American public school in North Carolina

Mountain Heritage High School is a public high school in Burnsville, North Carolina, United States. It is the sole public high school serving Yancey County Schools district. Both YCS public middle schools, East Yancey and Cane River, feed into Mountain Heritage. As of 2025 it is classified by NCHSAA as a 3A institution, having been reclassified from 1A in 2021.

==History==
Mountain Heritage was established in 1976 when East Yancey High School merged with Cane River High School to form a single high school for the district.

==Academics==
Mountain Heritage offers college prep, career and technical education, and special education courses. Eight Advanced Placement courses are offered, and students are permitted to register for courses at Mayland Community College as part of their dual enrollment program. Mountain Heritage received a B rating for academics in the 2013-2014 school year from Public Schools of North Carolina.

==Athletics==
The Mountain Heritage Cougars participate in the 2A/3A Western Highlands Conference. In the fall, the school offers cheerleading, cross country, football, men's soccer, women's tennis, volleyball, and women's golf. In the winter, the school offers cheerleading, men's basketball, women's basketball, and wrestling. In the spring, the school offers men's golf, women's soccer, softball, men's tennis, track, and baseball.

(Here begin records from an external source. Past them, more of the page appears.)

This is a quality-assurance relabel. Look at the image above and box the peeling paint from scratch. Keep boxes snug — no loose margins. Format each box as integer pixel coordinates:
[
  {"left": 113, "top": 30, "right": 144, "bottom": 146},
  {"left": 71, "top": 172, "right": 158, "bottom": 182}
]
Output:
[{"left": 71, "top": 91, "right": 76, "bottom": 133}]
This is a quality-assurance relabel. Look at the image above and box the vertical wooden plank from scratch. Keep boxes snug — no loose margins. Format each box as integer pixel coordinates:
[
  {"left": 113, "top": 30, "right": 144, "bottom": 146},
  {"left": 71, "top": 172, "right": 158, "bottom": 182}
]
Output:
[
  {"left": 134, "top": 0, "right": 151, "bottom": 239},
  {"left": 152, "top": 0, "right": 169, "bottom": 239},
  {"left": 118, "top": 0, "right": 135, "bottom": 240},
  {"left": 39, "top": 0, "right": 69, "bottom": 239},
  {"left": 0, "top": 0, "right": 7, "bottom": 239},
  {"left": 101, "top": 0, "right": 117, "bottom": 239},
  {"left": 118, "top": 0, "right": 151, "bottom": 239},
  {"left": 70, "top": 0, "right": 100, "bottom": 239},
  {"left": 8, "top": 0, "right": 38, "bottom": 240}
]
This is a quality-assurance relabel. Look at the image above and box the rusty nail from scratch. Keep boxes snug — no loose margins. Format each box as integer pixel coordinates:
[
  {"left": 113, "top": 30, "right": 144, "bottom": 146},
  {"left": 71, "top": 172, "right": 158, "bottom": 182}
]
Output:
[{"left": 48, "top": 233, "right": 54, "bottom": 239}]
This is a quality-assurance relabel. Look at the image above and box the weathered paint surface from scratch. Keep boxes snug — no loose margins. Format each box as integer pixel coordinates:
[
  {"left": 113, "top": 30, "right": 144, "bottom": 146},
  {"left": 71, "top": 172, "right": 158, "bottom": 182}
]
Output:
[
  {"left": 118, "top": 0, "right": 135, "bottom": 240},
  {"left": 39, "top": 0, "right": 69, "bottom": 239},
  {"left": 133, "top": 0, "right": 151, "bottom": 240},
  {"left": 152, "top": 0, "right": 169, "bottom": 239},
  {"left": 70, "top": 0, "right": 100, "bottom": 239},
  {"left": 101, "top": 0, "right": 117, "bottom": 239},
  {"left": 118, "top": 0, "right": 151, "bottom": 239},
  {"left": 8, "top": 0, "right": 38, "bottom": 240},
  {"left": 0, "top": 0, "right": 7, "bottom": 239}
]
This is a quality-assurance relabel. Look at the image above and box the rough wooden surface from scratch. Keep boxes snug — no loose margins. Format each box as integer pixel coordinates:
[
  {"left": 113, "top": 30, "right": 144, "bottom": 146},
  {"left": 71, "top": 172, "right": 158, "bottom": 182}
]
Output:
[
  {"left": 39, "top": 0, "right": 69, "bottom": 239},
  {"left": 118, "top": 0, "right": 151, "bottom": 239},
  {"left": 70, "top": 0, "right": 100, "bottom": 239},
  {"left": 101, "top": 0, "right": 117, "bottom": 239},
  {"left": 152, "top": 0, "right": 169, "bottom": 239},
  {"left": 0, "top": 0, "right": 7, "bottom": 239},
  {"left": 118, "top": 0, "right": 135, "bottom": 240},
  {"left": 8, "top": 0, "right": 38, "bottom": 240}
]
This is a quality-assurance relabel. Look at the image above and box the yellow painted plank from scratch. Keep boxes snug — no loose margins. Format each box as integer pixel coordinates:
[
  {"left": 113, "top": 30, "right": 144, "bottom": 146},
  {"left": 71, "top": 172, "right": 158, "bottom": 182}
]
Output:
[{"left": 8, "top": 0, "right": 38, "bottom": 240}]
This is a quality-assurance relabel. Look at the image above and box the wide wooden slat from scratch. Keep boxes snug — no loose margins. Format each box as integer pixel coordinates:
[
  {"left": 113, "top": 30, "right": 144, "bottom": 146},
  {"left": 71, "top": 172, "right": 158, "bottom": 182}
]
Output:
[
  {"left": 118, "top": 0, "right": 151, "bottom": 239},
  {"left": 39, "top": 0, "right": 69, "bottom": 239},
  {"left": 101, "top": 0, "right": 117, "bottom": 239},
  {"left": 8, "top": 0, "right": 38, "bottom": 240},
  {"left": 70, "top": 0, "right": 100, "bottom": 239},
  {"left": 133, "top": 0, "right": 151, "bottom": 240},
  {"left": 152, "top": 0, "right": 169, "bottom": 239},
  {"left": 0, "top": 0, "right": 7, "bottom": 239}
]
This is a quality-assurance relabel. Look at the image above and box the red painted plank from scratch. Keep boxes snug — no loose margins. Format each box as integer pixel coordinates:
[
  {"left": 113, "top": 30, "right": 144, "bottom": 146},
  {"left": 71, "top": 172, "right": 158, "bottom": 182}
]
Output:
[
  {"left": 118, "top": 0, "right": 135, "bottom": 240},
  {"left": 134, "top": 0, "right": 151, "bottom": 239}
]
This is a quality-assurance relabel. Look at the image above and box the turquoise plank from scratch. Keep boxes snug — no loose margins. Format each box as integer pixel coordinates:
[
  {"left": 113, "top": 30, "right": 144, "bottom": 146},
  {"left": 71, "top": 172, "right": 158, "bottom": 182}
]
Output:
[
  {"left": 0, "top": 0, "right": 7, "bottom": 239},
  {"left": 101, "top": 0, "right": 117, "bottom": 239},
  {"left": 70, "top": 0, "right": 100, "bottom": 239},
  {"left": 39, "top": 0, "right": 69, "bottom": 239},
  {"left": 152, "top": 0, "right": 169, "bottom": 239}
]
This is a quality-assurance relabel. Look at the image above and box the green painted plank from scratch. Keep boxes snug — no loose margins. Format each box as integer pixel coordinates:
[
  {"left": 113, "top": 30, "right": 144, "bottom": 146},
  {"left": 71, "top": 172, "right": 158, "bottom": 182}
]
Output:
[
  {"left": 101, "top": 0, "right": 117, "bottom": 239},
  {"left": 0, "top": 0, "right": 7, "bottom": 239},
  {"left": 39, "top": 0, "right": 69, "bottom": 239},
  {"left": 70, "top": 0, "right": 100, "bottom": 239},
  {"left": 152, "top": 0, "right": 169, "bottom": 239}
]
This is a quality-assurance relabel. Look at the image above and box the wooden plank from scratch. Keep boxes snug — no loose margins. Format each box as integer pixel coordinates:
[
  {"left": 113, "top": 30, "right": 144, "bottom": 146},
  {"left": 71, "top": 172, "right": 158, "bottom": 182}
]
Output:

In 2009, the Mountain Heritage football team traveled to the first state championship game in the team's history, but was defeated by Tarboro High School 28-3.

In 2019, the girls' basketball team completed a 29-0 undefeated season and earned the school's first ever team state championship under coach Susie Shelton, beating Farmville Central 63–53 at Reynolds Coliseum in Raleigh.